I agree that society as a whole, and governments as an institute of society, need to be able to discuss the benefits and risks of migration openly, just like with everything else, but it seems groups tend to discuss one side or the other. We can't deal with the issues, if we can't discuss them without people jumping on about large scale economics.
We also need to recognize that there has hundred of changes to the migration system over the last couple of decades, many triumphed as a way to control immigration and ensure we get the right people, but really, a previous Chancellor said it best - the migration system in the UK is a for-profit system both for the government and the "private partners" migrants are required to use. They're never going to reduce it when their companies are making money off of it, and benefit from how it is now. They're going to keep making changes, many of them applying to immigrants who have been here decades who will have to shell out to 'private partners'. I mean, next December we have hundreds of thousands of biometric residency cards expiring, an issue known for years that no matter when applying they had that date, and all we have now is, 'we'll tell you what to do next in early 2024', and I would not be surprised if it's going to be another way for them to make money (nevermind how many lost their ability to work or access public services when BRPs became required and people who had had indefinite leave then had to prove years of residency - and women originally on spousal visas were particularly bad hit with many struggling to be able to provide that proof or have 'appropriate' reference).
There is also the issue that we are going to have to go through the population bulge. Migration can be part of that, but we can't be expecting to import and drain the people from other countries for us. That's...kinda creepy.
Student immigration, for example, bring billions into our economy. Do you want to be poorer without that income? Why do you want to reduce this income stream?
They bring income into the UK, sure, but what is the impact on the local area? Are people at the local level seeing that benefit? Or are they just seeing the downsides and handling the risks? Is enough brought in to outweigh the impacts on people?
Even without migration, there are issues when areas push far more towards students because they are "good for business", but ignore the impact that they don't pay council tax and the businesses they use aren't the same ones that the community that use. When you're in an area where everything that is being cut, the students are accessing at university, you get animosity between groups. You get the 'what is the point' when the only people who seem to benefit are those making money off of students, not the people living alongside them. Just having the additional resources means nothing.
People who oppose immigration won't discuss the economic impact of restricting it.
I oppose the government treating migrants as a 'for profit' measure for themselves, whether it's continuing to move the goalposts to immigrants have to keep being that economic benefit or that local communities don't see that benefit.
I oppose that my daughter, who is an inclusion teaching assistant apprentice, has been dropped into supporting literacy for dozens of children with little to no English, when she's had no training yet and is basically just supporting them use a computer. Neither the schools nor wider community here have seen the economic benefit to help with language and other things needed for community building. Schools and charities are working to get sponsorship deals to cover these desparate needs.
As a migrant, I oppose to being whittled down to my economic benefit. It's dehumanzing and I find putting us down to that only benefits people who make money off of us, not the communities we choose to live in nor does it get anyone to see us as people. Really, it just another way to rate who is a 'good' immigrant - the ones with high paying jobs and students who leave - from the bad immigrants: those who came on spousal visas and have largely worked in their communities unpaid, often legally barred from doing otherwise.
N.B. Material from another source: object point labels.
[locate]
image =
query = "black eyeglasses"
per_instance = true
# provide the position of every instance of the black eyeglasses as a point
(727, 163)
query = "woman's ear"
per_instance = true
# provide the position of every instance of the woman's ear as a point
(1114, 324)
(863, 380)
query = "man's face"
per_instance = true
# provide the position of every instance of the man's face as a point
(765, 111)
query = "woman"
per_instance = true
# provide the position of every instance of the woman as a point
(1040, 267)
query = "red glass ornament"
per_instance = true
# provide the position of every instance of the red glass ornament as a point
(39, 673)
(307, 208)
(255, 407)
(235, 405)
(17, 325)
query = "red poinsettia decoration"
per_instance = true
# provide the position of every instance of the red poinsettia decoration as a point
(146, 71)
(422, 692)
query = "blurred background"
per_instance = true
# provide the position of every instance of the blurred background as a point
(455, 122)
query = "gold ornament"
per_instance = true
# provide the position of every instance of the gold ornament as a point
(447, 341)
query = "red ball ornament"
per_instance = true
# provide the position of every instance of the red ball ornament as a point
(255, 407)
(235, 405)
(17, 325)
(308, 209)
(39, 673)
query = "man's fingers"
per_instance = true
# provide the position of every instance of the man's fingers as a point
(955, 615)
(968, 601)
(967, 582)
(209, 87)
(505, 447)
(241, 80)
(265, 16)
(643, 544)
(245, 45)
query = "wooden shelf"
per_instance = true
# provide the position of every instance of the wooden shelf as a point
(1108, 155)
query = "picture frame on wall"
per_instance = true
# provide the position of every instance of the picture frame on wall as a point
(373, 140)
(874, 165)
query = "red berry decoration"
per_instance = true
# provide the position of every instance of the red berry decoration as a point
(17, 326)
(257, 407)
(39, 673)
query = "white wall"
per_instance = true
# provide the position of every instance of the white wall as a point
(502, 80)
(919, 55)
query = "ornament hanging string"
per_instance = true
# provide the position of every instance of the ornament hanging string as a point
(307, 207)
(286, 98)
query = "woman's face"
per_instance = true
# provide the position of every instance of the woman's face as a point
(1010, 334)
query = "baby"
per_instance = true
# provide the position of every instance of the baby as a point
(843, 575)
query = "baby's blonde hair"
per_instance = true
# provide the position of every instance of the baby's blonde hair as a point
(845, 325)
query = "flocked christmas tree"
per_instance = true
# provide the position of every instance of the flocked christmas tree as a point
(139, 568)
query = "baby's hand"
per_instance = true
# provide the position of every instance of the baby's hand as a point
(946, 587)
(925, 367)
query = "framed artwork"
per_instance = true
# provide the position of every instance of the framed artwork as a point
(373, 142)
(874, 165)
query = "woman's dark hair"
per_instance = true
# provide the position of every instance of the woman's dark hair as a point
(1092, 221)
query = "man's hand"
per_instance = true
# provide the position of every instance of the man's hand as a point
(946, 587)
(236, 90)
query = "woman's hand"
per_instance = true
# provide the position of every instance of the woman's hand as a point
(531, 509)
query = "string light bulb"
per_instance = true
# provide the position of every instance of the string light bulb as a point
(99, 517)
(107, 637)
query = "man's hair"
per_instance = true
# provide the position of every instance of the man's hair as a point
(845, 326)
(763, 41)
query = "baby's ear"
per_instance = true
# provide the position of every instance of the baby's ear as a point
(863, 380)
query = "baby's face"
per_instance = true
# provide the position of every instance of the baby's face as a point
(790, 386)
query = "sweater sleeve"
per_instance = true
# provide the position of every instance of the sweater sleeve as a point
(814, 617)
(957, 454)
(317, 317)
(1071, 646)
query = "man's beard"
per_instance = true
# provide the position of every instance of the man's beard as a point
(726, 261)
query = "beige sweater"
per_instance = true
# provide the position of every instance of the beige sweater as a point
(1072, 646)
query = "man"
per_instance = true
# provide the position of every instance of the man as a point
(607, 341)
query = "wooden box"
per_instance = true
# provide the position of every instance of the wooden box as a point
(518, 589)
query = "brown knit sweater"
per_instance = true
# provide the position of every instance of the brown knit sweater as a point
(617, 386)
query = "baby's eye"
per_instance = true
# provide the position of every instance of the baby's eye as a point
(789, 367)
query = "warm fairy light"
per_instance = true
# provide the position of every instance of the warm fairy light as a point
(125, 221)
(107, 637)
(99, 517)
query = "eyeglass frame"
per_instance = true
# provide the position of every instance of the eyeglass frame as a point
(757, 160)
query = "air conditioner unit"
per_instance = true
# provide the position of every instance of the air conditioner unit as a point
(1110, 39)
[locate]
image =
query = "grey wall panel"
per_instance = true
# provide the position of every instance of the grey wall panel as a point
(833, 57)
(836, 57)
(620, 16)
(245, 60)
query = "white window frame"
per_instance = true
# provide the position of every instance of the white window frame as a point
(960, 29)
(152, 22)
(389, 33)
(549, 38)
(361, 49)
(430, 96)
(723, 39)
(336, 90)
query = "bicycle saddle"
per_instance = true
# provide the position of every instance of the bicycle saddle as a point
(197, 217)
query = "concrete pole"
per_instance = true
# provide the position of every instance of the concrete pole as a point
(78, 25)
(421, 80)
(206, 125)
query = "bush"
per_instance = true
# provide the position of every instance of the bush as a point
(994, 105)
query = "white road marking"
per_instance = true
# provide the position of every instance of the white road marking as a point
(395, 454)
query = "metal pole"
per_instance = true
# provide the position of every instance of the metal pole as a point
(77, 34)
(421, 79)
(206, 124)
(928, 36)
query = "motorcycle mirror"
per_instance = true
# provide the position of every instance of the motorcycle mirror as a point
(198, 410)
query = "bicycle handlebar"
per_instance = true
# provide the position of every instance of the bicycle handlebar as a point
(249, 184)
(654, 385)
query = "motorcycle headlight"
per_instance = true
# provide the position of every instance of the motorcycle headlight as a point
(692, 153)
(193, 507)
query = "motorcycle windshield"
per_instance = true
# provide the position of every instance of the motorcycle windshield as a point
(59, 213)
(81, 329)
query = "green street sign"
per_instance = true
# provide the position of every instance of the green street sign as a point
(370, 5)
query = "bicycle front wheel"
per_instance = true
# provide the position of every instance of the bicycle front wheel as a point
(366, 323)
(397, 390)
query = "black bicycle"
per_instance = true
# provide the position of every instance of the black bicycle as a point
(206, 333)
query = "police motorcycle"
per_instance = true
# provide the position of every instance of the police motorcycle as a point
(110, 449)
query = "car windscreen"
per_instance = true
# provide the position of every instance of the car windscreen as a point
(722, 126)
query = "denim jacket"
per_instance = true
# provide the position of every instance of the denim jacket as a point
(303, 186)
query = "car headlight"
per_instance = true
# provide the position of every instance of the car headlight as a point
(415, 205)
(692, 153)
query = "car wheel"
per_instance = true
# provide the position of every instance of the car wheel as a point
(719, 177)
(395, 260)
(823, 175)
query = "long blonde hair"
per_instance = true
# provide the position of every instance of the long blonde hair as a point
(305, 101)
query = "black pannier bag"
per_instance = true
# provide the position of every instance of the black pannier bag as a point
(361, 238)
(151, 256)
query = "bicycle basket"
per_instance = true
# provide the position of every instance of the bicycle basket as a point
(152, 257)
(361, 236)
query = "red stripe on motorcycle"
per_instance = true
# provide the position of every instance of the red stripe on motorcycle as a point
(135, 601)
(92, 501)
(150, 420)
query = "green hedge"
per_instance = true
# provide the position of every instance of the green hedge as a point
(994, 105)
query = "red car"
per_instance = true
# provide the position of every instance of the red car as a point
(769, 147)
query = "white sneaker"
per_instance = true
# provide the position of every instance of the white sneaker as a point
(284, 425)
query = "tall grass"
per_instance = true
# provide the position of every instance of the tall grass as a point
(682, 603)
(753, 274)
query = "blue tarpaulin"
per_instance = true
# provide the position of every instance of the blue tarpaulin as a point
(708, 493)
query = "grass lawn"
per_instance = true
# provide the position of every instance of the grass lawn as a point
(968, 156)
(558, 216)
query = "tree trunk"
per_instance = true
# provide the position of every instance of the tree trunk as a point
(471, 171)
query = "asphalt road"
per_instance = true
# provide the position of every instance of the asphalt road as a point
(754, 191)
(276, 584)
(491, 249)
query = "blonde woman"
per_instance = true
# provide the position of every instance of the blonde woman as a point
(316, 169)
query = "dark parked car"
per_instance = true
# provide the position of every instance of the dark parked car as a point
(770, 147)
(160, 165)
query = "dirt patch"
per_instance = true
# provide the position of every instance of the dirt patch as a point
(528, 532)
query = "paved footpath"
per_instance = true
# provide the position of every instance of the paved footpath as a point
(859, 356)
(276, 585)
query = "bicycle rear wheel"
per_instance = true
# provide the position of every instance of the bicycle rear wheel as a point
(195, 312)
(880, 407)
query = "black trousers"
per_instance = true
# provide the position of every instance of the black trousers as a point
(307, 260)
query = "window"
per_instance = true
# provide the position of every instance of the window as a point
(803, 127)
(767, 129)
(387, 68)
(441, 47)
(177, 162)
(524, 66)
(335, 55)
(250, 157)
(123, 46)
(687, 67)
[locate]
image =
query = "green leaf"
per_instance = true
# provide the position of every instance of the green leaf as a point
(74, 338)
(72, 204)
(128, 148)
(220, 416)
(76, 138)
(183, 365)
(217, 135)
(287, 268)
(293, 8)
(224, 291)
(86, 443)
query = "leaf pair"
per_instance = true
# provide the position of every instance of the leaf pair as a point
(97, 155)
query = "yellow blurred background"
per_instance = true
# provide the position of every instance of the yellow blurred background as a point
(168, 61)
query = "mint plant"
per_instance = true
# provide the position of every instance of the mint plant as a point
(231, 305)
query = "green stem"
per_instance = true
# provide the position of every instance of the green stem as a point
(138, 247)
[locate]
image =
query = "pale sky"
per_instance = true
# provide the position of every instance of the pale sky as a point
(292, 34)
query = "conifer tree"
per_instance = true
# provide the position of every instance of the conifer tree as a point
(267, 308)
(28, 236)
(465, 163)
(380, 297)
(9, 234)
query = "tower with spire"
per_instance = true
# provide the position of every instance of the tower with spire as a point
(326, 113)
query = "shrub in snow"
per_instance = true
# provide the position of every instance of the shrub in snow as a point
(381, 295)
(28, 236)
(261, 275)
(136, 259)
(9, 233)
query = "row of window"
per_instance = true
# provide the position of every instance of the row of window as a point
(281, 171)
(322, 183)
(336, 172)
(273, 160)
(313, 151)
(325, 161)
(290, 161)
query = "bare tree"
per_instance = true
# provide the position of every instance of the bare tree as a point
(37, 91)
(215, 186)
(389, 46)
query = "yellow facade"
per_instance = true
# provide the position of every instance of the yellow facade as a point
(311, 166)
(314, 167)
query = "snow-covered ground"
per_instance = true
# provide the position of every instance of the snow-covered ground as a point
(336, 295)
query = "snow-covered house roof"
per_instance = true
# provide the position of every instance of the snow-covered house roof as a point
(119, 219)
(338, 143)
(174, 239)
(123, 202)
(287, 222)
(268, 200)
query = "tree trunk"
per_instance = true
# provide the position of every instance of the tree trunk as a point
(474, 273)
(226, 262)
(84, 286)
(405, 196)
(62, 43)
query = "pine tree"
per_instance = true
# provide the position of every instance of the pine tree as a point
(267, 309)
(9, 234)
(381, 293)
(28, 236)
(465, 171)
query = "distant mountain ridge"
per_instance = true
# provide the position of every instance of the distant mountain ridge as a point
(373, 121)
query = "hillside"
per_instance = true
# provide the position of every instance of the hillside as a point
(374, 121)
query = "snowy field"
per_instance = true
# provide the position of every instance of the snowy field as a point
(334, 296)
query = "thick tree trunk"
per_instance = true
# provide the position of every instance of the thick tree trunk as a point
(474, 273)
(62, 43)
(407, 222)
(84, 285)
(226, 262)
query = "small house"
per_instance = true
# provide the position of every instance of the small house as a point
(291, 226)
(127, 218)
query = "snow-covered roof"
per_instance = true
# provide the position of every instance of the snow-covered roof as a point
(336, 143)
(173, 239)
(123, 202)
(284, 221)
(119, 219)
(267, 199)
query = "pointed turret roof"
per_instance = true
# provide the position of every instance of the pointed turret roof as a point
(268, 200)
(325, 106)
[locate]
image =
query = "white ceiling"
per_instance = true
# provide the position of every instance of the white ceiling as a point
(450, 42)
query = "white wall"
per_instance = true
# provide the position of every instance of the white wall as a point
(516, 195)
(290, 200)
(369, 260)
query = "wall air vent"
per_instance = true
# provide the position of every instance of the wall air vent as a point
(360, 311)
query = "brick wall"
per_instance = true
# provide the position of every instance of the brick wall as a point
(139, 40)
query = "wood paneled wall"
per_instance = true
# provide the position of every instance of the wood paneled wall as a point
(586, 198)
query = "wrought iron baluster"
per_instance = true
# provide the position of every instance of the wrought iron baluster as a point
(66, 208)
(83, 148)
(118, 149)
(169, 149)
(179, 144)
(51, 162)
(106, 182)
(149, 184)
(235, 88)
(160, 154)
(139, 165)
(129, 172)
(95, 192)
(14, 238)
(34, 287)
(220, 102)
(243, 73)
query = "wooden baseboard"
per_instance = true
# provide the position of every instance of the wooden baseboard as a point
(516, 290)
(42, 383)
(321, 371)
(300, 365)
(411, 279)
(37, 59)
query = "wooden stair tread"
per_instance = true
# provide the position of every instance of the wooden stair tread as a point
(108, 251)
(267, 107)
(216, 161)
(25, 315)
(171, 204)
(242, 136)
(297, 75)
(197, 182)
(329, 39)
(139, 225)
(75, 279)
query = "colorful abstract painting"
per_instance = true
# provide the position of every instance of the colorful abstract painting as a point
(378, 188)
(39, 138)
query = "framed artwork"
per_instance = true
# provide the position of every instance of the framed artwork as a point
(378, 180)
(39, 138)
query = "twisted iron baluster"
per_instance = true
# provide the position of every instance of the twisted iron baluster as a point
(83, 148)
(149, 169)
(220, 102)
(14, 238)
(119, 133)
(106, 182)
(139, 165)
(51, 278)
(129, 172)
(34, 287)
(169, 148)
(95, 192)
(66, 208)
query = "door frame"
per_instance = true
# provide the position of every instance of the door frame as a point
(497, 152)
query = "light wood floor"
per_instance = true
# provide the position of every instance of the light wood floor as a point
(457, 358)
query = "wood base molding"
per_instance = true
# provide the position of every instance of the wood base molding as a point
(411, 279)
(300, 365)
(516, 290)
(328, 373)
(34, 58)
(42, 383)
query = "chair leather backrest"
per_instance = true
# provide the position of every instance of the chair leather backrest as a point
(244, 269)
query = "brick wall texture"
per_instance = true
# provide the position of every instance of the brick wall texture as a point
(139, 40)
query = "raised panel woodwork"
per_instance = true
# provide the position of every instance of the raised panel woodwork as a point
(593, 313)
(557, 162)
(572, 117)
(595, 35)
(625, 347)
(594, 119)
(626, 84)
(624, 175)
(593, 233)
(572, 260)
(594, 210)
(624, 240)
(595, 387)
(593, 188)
I live in area that's nationally noted to be deprived and have higher immigration - and where the Reform Party has strong control, even our mayor is Reform now. Most people aren't discussing 'economic impacts' because that's how professionals talk to each other (and I am beyond sick of professionals writing things they claim is for the community, when clearly it's just for other professionals), they're discussing difficulties talking with the receptionist at the GP surgery, they're discussing homes being bought by people who live out of country for the use of students and nothing happens when there is an issue, they're discussing how we've lost another community centre that's now been left to rot, but the university is getting council funding to take over another city centre building, it's discussing how Labour hasn't really learned its lesson yet about not insulting people that they want to vote for them and we're going to keep being stuck until they and other similar parties learn that, learn to deal with their in-fighting and get as tactical as the groups who spout anti-immigration rhetoics and focus only on the negatives - they can be awful ideologically, but great at tactics to get those votes and put off those who would have voted against them both from voting and in engaging in the wider community.
The landscape won't shift until those who want to support immigration actually discuss and be open to dealing with this issue, rather than chanting mantras and using cold language like 'economic impact' that make sense on a large-scale level, but means very little to most people who've been told how great it is for decades and seen none of the benefits and been dealing with the risks. We have to move past this idea that we can only discuss the benefits of immigration or we're hating on people fleeing the worst (which most immigrants aren't). We immigrants can discuss the issues with immigration and you born-Brits can do it too. You have to if things are going to improve.
*How many posters agree that it's fine to let universities collapse if they can't have 600k new foreign students each year?
Oh, I'm all for the crumbling Ivory Towers to face they're crumbling rather than continue propping them up with more human beings, many who won't get the promised benefits. It's not like that funding has benefited most of the people who work in them, the entire academic funding method has done little but incentivise the worst practice in the workplace, research, and teaching.